Malcolm is a changed man. When he spoke to the crowd yesterday, it wasn’t like before. I knew, finally, we have someone to pick up where Garvey left off. Malcolm’s not Garvey. And that’s good. Garvey had a program and a commitment, but his message didn’t reach the people. He was a stepping-stone. He conceived of liberation, now Malcolm’s come along to explain it to the people. Take DuBois. I have nothing to say against him; he is a great man. But DuBois won’t speak to a regular man on the street. He’ll speak to a group if you go to see him, but when you meet him on the street, you speak to him. He’s so swelled up with college degrees, so high-toned, the ordinary man can’t appreciate him.
A trained Negro is a tamed Negro—he’s trained to say soft, intellectual things. He’s too tame to tell about the shame.
Malcolm didn’t come from Yale. He came out of jail, and I believe there isn’t a Ph.D. he can’t debate and prevail. He was fortunate not to have enough education to be tamed. He makes it plain. He connects with people. He’s got the gift of delivery. I believe Malcolm is a great orator in the spirit of Frederick Douglass.
LIGHTFOOT
WASHINGTON, D.C.
Lewis’s connection with Malcolm X and the Nation of Islam is of major concern to me. Why must he insist upon aligning himself with radicals and extremists? Director Hoover will take notice. Heaven help us if he gets entangled with the FBI.
NEW YORK REGISTER
SEPTEMBER 21, 1958
MARTIN LUTHER KING JR. STABBED
AT BLUMSTEIN’S AUTOGRAPHING EVENT
BY GUS TRAVERS
The Reverend Dr. Martin Luther King Jr. was stabbed by a woman armed with a letter opener during an autographing event at Blumstein’s Department Store in Harlem yesterday afternoon.
King was rushed by ambulance to the Harlem Hospital where he is recovering from a ‘near-fatal’ wound allegedly inflicted by Izola Curry, a well-dressed, middle-aged
Negro woman. At about 3:30, according to witnesses, Curry pushed her way through the crowd of book buyers waiting in line for Dr.King to sign their copies of his newly released Stride Toward Freedom: The Montgomery Story. She approached the desk where Dr. King was autographing and asked, “Is this Martin Luther King?”
“Yes, it is,” King said.
According to police reports, Curry pulled the seven-inch, razor-sharp, Japanese letter opener from inside her raincoat and plunged it into King’s chest. Onlookers overpowered the woman, who was reportedly ranting in a crazed manner, and held her until security officers arrived.

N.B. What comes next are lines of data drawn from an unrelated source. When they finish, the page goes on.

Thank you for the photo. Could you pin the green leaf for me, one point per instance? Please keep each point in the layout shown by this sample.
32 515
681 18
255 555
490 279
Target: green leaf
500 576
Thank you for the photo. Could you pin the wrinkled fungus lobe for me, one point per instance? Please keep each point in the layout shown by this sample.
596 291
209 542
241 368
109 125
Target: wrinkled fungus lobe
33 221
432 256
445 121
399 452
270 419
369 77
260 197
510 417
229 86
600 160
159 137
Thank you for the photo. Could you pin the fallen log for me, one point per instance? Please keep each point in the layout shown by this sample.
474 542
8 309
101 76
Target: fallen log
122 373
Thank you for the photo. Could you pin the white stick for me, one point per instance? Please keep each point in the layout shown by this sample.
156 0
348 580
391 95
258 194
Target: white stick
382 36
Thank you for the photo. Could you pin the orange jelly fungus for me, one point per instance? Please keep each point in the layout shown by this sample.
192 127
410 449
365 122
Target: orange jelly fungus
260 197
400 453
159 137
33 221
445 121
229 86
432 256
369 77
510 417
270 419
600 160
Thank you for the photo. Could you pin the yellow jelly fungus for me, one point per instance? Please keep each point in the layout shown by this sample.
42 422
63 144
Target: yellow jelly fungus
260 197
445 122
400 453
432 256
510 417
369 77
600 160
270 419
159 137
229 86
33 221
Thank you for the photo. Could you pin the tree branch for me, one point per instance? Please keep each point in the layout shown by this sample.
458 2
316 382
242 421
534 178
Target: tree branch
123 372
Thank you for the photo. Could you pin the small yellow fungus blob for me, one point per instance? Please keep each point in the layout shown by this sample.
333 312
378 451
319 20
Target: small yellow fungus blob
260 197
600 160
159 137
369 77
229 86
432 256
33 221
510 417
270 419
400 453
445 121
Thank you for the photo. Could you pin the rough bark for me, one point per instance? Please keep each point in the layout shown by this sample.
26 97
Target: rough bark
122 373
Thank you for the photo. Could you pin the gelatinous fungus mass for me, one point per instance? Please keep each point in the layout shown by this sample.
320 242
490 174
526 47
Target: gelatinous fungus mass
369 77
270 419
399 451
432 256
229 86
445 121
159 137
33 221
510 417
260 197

A hospital spokesman called the incident an “extremely close call” because the weapon’s tip rested against the outer wall of King’s aorta. He said any sudden movement prior to its removal by the surgical team could have punctured the vessel, caused internal bleeding, and threatened immediate death. If those who were with King when the attack occurred had attempted to remove the letter opener themselves, the spokesman said, the life of the young minister and civil rights leader may have come to an end.
Curry, who was arrested by police after the incident, wasn’t the only person disrupting the Blumstein’s event. The owner of the National Memorial African Bookstore, Lewis Michaux, and several of his supporters staged a nonviolent protest that King had held his autographing event at a business alleged not to hire Negro employees. Michaux stated he had hoped King would have scheduled a signing at his store, which does hire Negroes and offers an inventory of ethnic books.
LEWIS
What occurred at Blumstein’s was a shame, but something was bound to happen with the situation on 125th. White businesses in our community refusing to hire the blacks who keep them in business? It’s like Garvey said, our people need to own businesses and hire black employees, and blacks need to support those businesses by patronizing them. My bookstore is one of the few stores in Harlem that hires only blacks.